If you scroll through the file, you may see that there is a specific syntax associated with R Markdown files. At the start, there is some information about the document and how it should be output, and in the document itself is the text with a lot of pound signs (#), underscores (_) and backticks (\). If you are still unfamiliar with using R Markdown files, please read through the following tutorials on rmarkdown.rstudio.com before next class:

RStudio may ask you to install several packages. You should allow it to!
If these do not install, you should install and load rmarkdown; knitr and the tidyverse.


Make sure you can output the R Markdown file you created to a html using Knit > Knit to HTML on top of the source pane.


The assignments of the course need to be handed in as an R project folder with data, a .Rmd file, and the .html file generated from it.

Code style

Throughout this course, try to maintain a consistent and legible style for your code. This is very important as it will make your collaborators, as well as future you happy. Being able to read and understand your own code after a year of not looking at it is possible if you use consistent style and informative comments where necessary.


Read through the style guide on Hadley Wickham’s website.


Try to adhere to this style for your assignments, too. Tip: in RStudio, you can display a vertical line at 80 characters to know when your code exceeds this.
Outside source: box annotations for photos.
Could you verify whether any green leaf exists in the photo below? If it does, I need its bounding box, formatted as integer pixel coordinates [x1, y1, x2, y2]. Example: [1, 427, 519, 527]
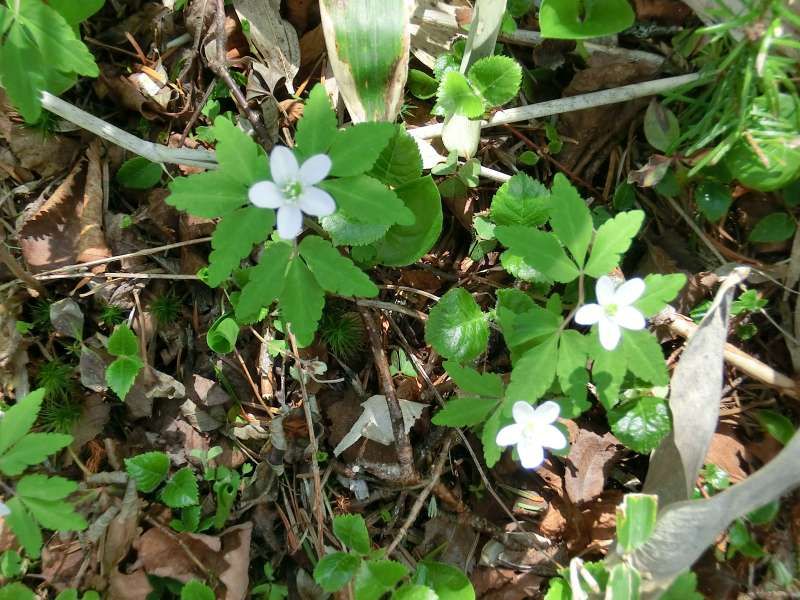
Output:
[161, 467, 200, 508]
[125, 452, 169, 494]
[117, 156, 163, 190]
[0, 388, 45, 454]
[0, 433, 72, 476]
[443, 360, 504, 398]
[206, 314, 239, 354]
[106, 356, 144, 400]
[107, 323, 139, 356]
[279, 258, 325, 347]
[437, 71, 485, 119]
[490, 173, 550, 227]
[585, 210, 644, 277]
[539, 0, 636, 40]
[756, 408, 794, 446]
[617, 494, 658, 553]
[622, 329, 669, 385]
[368, 125, 422, 187]
[425, 288, 489, 362]
[295, 83, 337, 157]
[236, 242, 292, 323]
[747, 213, 797, 243]
[355, 559, 408, 600]
[375, 175, 443, 267]
[206, 206, 275, 287]
[431, 398, 497, 427]
[214, 115, 270, 185]
[5, 497, 42, 559]
[608, 396, 672, 454]
[181, 579, 216, 600]
[319, 175, 414, 225]
[467, 54, 522, 106]
[328, 123, 395, 177]
[506, 335, 558, 402]
[165, 171, 247, 219]
[314, 552, 361, 592]
[333, 515, 370, 554]
[299, 235, 378, 298]
[408, 69, 439, 100]
[634, 273, 686, 317]
[550, 173, 593, 267]
[494, 225, 580, 283]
You can do this at Tools > Global Options > Code > Display > Show margin.

R and Rstudio

1. Install R

R can be obtained here. We won’t use R directly in the course, but rather call R through RStudio. Therefore it needs to be installed.

2. Install RStudio Desktop

Rstudio is an Integrated Development Environment (IDE). It can be obtained as stand-alone software here. The free and open source RStudio Desktop version is sufficient. Also ensure that you have installed a TeX distribution, to do this run the following in Rstudio:

  install.packages("tinytex")
  library(tinytex)
  install_tinytex()

3. Familiarize yourself with the basics.

Take a look at this video if you aren’t familiar with RStudio. Additionally, since this is not a course on programming with R rather a course on data analysis and visualization, you should ensure you are familiar with some basics. For such basics you should check out:

  • The first two chapters of introduction to R on datacamp
  • Simply installing R, playing around and reading Workflow basics in Hadley Wickham’s R for Data Science Book.
  • Interactive R Course: Install R, and in the console type the following lines one by one:
  install.packages("swirl")
  library(swirl)
  swirl()
  • And follow the guide to run the R Programming: The basics of Programming in R interactive course.

What if the steps above do not work for me? If all fails and you have insufficient rights to your machine, the following web-based service will offer a solution.

1. Open a free account on rstudio.cloud. You can run your own cloud-based RStudio environment there.

2. Use Utrecht University’s MyWorkPlace. You would have access to R and RStudio there. You may need to install packages for new sessions during the course.

Naturally, you will need internet access for these services to be accessed.